As a new methodology this tends to be minimally disruptive. The pragmas and additions are pretty common sense. Glitches may arise from “plumbing” (a whole different topic), such as getting things lined up with PCIe drivers, DMA, DDR and all the devilish details. Our two cents is that the growing body of known good examples and reference designs makes this process less risky. On the tool side we’d like to see shorter place and route times, better back annotation and more useful profiling. Overall as the FPGAs and FPGA based acceleration cards mature, and the body of available IP expands, this technique becomes more mainstream.
Brian Durwood co-founded Impulse Accelerated Technologies in 2002 with David Pellerin, a co-worker from the ABEL® days at Data I/O. Impulse has grown to be the most widely used C to FGPA tool, with customers from NASA to Detroit to Wall Street. Mr. Durwood was previously a VP at Tektronix, a VP at Virtual Vision and an Analyst at NBC. Mr. Durwood is a graduate of Brown and Wharton. Impulse now offers tools, IP and design/integration services.

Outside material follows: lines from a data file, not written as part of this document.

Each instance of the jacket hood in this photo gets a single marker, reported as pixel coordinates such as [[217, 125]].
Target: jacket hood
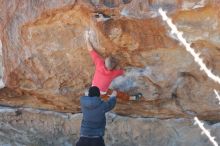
[[90, 102]]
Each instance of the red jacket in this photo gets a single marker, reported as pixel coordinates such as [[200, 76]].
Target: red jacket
[[103, 77]]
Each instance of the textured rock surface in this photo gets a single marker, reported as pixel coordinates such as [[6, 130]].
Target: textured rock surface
[[47, 66], [36, 127]]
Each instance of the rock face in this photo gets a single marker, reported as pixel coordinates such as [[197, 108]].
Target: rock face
[[45, 128], [46, 64], [46, 60]]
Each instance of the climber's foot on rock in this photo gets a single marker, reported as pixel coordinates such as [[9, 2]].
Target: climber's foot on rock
[[136, 97]]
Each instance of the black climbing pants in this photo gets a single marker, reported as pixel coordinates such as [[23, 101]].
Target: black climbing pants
[[85, 141]]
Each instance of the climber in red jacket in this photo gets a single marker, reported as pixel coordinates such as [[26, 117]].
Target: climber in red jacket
[[105, 72]]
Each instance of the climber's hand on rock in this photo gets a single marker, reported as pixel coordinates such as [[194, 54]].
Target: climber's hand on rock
[[114, 93], [88, 43]]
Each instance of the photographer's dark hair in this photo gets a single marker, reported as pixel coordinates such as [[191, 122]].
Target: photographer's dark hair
[[94, 91]]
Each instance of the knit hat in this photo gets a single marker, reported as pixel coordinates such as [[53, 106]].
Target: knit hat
[[94, 91]]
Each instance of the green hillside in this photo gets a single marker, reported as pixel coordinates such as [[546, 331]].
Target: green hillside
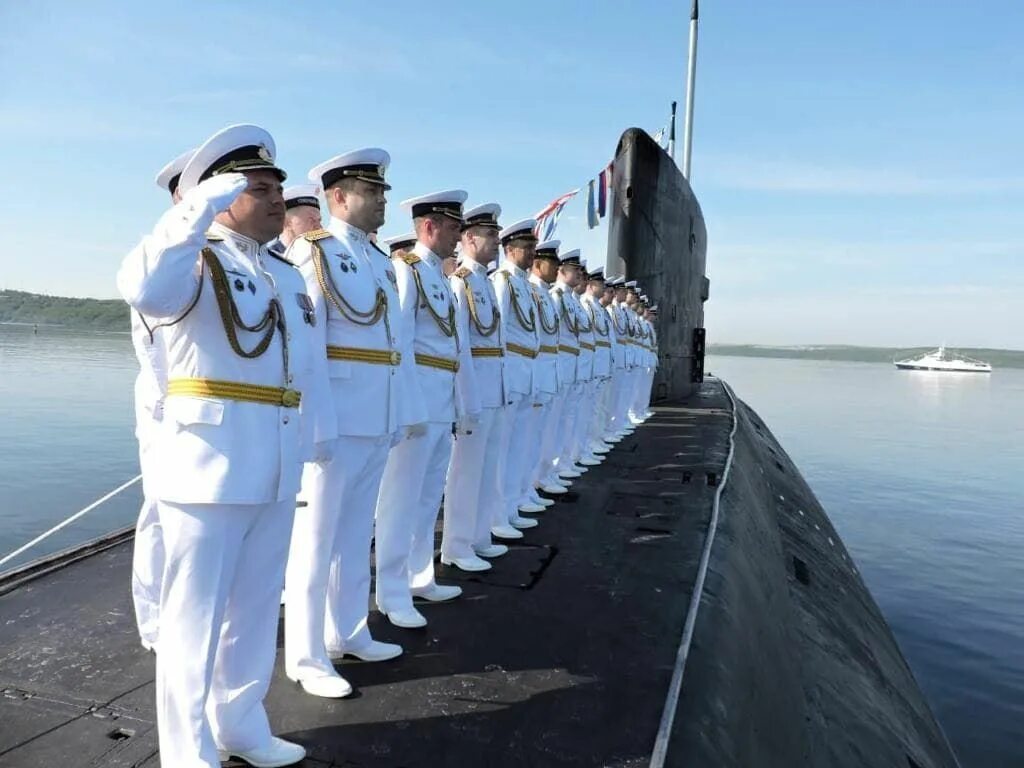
[[93, 314]]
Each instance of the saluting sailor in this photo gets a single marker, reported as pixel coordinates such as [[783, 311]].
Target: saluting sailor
[[151, 387], [414, 479], [568, 359], [473, 487], [228, 452], [585, 374], [370, 366], [519, 328], [543, 275], [621, 323], [302, 214], [600, 324], [617, 361]]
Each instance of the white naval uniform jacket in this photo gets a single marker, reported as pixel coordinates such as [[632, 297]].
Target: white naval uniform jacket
[[511, 285], [445, 395], [621, 327], [585, 364], [546, 365], [369, 399], [567, 336], [487, 370], [600, 325], [212, 450]]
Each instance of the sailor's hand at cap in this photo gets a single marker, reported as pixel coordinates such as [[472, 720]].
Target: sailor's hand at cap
[[219, 192]]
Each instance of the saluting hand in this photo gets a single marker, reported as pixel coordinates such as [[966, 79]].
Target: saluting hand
[[219, 192]]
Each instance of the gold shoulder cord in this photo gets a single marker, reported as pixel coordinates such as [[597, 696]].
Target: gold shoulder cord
[[582, 324], [574, 328], [598, 329], [271, 321], [527, 324], [448, 327], [540, 313], [473, 314]]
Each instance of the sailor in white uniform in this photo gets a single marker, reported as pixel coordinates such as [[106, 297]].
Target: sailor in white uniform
[[399, 244], [414, 478], [585, 374], [546, 371], [241, 415], [475, 475], [519, 329], [610, 435], [151, 387], [568, 360], [602, 360], [370, 366], [302, 214], [621, 423], [544, 272]]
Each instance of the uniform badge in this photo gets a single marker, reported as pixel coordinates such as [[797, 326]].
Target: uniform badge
[[306, 305]]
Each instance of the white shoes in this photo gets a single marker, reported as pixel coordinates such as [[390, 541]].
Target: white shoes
[[375, 650], [325, 686], [506, 531], [437, 593], [278, 753], [530, 507], [409, 619], [469, 564], [553, 489], [494, 550]]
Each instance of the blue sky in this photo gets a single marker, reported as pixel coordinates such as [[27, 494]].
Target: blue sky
[[860, 165]]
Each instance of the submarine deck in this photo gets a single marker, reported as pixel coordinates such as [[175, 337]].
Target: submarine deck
[[561, 654]]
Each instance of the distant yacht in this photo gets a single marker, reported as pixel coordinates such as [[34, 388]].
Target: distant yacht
[[941, 359]]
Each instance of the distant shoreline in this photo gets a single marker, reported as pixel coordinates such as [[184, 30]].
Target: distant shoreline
[[850, 353]]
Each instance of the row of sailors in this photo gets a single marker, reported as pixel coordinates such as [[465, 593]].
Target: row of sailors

Nick Granny is a scientist, engineer, and entrepreneur who has been supporting the EDA and high-performance computing communities for more than 25 years. Currently Nick is co-founder and CEO of MNB Technologies, a small company that develops artificial intelligence-based EDA tools and provides technical services to the Impulse C user community. Prior to MNB, Nick was the lead staff scientist in Mentor Graphics research into FPGA-accelerated computing and was also a key member of the development and launch team for the IKOS/Mentor VirtuaLogic emulation system. Earlier in his career, Nick was an embedded systems engineering consultant to regional electric power utilities and the top-tier critical care medical apparatus manufacturers. Nick is a medically retired US Naval Officer and further serves his community as an adjunct computer sciences instructor and course development consultant to Indiana’s state-wide community college system.